A few days ago I arrived home a little late, missing supper. As I approached the door, I could hear Victor and Anna bouncing in the front hall, raising a call of "Daddy! Daddy! Daddy!": what a delightful welcome home. So I came in, dropped my laptop bag (containing laptop and power brick, keyboard, mouse, tablet), and gave first Victor (seniority has its privileges) and then Anna big hugs. Then I took off my boots and turned around to see Victor balancing on my laptop bag.
Needless to say in the actual event I didn't stop to take this photo but rather cried, “Victor, what are you doing!?”. I had Victor perform this reenactment (bag empty of course) earlier today, although I now realize that the positioning is correct but the orientation of the bag is wrong. The bag had fallen on its front, which means that the keyboard, mouse, and brick were on the bottom with tablet and then laptop above.
Once I established with Victor to never, ever stand on bags again, I brought the bag to my office to assess the damage.
There was none.
No damage to the MacBook Pro, not to the Apple Wireless Keyboard, not to the iPad, and not even to the Magic Mouse. Yes, it is actually a laptop bag, so it has some padding, but not a significant amount.
I knew the MacBook Pro was durable. A rather younger Victor had once crawled across it with no ill effects, and I'd taken advantage of that durability when doing things like wedging it into hotel room safes. I might ding the aluminum but I wasn't worried about that translating into any real damage. However, with the accessories potentially forming a fulcrum underneath them I'd worried that there might be enough flex to at least crack the screen.

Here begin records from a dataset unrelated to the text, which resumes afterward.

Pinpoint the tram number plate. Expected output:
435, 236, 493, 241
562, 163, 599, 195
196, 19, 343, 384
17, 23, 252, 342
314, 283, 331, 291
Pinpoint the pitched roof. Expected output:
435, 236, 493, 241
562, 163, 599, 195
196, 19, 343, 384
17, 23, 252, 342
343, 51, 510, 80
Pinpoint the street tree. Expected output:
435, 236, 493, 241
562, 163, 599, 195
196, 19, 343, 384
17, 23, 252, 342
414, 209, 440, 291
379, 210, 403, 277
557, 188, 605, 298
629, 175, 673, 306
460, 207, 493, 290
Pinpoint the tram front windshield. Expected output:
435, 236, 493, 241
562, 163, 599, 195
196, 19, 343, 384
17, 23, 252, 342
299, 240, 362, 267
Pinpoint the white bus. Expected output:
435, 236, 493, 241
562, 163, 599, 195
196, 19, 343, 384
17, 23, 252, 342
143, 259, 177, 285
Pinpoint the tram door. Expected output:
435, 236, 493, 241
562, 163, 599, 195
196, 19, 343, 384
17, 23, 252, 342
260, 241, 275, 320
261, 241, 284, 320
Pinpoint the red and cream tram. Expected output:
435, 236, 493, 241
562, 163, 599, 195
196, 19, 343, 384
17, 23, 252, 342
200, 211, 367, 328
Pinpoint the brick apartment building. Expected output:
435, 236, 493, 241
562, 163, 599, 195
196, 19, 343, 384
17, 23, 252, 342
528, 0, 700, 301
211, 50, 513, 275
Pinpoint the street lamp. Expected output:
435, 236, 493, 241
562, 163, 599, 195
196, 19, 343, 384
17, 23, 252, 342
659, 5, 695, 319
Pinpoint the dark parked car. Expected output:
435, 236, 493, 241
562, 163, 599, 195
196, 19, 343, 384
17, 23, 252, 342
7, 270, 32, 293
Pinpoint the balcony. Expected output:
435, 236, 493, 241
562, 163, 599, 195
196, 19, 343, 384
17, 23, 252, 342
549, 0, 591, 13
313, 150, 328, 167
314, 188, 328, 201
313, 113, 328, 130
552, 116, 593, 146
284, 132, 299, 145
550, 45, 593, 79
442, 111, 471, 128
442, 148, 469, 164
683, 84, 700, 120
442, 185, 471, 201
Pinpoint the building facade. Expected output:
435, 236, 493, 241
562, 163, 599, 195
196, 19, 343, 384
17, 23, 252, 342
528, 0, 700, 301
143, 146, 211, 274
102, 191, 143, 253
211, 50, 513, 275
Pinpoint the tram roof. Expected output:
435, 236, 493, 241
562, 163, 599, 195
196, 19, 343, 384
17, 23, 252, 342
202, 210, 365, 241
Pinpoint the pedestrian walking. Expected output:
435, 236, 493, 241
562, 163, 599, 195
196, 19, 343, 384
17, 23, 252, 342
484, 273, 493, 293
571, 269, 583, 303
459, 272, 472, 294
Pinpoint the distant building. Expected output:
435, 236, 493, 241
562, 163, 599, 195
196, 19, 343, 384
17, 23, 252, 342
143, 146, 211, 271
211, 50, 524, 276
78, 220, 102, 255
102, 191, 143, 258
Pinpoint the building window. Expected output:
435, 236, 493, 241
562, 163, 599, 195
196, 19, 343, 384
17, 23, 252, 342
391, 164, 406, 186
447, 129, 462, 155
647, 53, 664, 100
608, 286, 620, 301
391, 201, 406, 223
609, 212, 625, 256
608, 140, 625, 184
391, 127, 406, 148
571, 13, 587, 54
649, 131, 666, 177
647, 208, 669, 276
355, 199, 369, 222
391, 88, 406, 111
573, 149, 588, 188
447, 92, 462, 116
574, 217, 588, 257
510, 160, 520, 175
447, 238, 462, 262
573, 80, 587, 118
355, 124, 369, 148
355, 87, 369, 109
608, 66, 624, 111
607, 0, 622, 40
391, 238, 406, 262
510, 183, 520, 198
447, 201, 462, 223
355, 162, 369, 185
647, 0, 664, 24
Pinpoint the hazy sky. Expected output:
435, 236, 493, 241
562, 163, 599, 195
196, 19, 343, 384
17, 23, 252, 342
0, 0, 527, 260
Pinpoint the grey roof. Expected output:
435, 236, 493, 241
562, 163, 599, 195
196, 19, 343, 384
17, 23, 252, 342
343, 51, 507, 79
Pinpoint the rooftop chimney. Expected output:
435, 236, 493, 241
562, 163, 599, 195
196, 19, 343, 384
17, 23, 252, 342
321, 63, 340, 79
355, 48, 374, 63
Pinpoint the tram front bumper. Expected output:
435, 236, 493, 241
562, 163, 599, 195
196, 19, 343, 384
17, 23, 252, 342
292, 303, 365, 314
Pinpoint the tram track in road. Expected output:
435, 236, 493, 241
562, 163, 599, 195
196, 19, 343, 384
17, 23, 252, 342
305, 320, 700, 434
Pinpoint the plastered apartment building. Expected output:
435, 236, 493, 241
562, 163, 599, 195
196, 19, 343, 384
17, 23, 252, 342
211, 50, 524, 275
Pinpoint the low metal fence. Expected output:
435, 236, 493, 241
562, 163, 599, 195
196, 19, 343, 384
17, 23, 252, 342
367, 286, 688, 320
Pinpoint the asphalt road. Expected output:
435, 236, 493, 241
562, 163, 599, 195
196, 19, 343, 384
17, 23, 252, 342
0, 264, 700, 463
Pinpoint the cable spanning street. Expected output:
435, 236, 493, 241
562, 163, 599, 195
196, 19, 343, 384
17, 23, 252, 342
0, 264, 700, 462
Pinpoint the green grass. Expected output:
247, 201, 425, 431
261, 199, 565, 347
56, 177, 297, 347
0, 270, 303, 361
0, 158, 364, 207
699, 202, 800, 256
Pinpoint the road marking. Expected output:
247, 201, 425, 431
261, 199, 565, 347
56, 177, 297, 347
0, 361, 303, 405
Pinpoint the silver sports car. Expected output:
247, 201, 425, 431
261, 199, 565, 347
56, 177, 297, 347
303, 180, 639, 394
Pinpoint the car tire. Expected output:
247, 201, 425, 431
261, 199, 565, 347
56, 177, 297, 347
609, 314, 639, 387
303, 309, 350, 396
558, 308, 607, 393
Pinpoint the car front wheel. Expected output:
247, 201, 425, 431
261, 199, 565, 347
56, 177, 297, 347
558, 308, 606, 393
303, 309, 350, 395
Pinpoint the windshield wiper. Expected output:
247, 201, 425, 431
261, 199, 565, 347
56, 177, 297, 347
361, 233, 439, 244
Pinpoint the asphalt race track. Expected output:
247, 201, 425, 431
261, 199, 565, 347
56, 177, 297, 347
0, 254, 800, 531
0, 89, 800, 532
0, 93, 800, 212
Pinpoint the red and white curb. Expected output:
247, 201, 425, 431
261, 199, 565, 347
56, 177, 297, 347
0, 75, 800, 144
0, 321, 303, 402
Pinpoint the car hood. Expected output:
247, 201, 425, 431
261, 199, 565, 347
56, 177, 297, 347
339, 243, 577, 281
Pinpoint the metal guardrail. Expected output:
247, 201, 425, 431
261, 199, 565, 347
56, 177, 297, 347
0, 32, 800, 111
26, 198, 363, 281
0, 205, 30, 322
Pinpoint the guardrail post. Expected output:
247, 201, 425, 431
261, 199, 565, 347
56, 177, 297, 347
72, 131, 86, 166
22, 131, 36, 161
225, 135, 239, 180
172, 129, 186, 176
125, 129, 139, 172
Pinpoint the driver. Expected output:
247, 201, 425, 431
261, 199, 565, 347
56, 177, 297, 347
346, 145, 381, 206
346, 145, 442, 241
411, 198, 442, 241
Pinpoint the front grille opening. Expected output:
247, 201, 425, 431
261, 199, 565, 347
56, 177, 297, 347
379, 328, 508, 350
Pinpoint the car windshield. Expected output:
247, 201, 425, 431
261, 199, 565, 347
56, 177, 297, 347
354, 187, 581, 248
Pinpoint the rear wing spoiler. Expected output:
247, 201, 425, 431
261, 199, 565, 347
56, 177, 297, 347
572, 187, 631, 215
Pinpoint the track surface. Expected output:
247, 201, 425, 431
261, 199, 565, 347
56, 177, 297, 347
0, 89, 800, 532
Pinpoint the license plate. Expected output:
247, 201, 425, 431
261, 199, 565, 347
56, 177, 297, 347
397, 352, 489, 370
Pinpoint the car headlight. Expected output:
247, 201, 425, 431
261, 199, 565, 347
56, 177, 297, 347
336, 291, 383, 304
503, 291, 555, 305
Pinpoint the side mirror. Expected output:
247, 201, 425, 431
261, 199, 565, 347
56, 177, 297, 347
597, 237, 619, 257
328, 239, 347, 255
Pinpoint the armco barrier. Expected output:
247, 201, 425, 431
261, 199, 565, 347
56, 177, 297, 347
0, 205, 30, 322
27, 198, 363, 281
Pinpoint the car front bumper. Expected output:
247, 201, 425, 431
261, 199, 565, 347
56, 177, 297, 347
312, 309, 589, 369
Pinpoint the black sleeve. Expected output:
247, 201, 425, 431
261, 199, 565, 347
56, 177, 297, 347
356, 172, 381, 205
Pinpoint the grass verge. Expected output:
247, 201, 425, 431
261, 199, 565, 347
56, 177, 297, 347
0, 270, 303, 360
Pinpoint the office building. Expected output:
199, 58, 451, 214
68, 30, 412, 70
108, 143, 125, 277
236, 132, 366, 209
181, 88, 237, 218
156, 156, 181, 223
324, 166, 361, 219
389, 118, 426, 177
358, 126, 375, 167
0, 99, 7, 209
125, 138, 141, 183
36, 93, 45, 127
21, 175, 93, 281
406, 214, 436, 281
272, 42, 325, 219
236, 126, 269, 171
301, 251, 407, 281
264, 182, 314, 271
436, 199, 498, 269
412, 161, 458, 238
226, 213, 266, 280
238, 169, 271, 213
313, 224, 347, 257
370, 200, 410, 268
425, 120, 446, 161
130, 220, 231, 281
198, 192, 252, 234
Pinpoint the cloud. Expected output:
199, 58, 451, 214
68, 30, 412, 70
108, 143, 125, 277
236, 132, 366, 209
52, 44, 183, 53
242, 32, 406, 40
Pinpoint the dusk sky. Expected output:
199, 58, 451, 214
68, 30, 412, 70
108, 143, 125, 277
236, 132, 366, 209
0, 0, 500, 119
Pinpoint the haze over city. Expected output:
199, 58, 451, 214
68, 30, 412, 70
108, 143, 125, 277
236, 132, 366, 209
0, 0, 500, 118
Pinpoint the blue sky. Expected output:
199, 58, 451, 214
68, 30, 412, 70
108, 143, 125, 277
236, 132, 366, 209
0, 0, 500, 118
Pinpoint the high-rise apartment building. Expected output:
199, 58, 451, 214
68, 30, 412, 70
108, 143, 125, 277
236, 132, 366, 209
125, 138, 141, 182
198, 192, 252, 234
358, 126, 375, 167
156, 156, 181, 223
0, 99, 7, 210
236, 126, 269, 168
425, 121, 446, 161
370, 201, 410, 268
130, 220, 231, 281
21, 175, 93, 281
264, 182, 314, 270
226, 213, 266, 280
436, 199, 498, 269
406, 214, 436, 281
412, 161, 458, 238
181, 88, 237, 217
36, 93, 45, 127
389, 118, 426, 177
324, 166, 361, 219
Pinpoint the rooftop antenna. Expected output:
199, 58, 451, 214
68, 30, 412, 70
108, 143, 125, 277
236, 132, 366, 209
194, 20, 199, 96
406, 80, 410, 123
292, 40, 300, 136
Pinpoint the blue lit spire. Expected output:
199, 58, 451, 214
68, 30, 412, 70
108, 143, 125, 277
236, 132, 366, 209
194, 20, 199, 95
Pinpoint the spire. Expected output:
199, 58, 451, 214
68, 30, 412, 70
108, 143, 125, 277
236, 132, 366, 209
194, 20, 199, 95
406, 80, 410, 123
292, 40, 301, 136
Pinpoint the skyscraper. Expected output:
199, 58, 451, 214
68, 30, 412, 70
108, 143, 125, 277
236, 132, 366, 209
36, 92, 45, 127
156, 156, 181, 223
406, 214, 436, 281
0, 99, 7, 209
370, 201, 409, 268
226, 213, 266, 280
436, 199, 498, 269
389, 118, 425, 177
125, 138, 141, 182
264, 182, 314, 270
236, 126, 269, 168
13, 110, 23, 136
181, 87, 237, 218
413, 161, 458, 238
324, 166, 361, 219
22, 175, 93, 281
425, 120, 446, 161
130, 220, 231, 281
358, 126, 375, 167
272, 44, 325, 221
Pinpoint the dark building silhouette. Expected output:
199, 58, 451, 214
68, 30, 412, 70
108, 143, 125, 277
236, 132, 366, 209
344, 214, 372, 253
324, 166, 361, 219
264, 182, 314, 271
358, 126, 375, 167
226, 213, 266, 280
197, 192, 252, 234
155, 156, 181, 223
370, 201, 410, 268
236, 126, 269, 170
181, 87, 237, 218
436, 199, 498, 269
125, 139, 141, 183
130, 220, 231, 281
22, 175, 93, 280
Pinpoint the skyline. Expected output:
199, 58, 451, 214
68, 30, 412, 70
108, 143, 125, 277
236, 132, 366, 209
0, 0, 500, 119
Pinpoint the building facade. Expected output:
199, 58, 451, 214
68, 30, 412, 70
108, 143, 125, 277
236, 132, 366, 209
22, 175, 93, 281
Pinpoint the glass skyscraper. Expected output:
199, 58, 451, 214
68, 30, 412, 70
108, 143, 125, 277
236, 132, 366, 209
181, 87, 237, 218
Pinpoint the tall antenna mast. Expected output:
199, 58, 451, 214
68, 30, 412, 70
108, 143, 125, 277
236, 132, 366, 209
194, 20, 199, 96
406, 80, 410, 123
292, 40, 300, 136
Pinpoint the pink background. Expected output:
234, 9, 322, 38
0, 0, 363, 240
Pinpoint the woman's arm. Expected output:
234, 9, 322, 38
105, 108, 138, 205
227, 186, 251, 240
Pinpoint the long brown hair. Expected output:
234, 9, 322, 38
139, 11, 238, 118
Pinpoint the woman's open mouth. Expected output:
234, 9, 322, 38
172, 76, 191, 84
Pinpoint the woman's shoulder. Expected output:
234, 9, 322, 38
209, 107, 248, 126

Apparently not, and apparently that applies to the iPad (first generation) as well.
I'm having a hard time imagining a laptop from any other company surviving that without damage. Certainly none of the non-Apple laptops I've owned in the past: Victor's weight would have cracked the screens or back even without a fulcrum effect.
I see other companies attempting to match the style, but not the substance. Clearly the Dell here is intended to match the MacBook Pro. But the case of the Dell uses sheet metal, to a completely different effect. They don't get it. It's actually worse than a plastic case, because the sheet metal flexes much more than plastic. The owner of the Dell informs me that you can reboot it by applying pressure to the sheet metal on the bottom in a particular place. I'm actually afraid to hold that Dell anywhere but the edges.
Prior to owning unibody MacBook Pros, I didn't see any issue with standard laptop construction. Laptops were of course delicate pieces of machinery, and if they broke after being subjected to such abuse, well, what did you expect?
Now I expect more. Apple has raised the bar.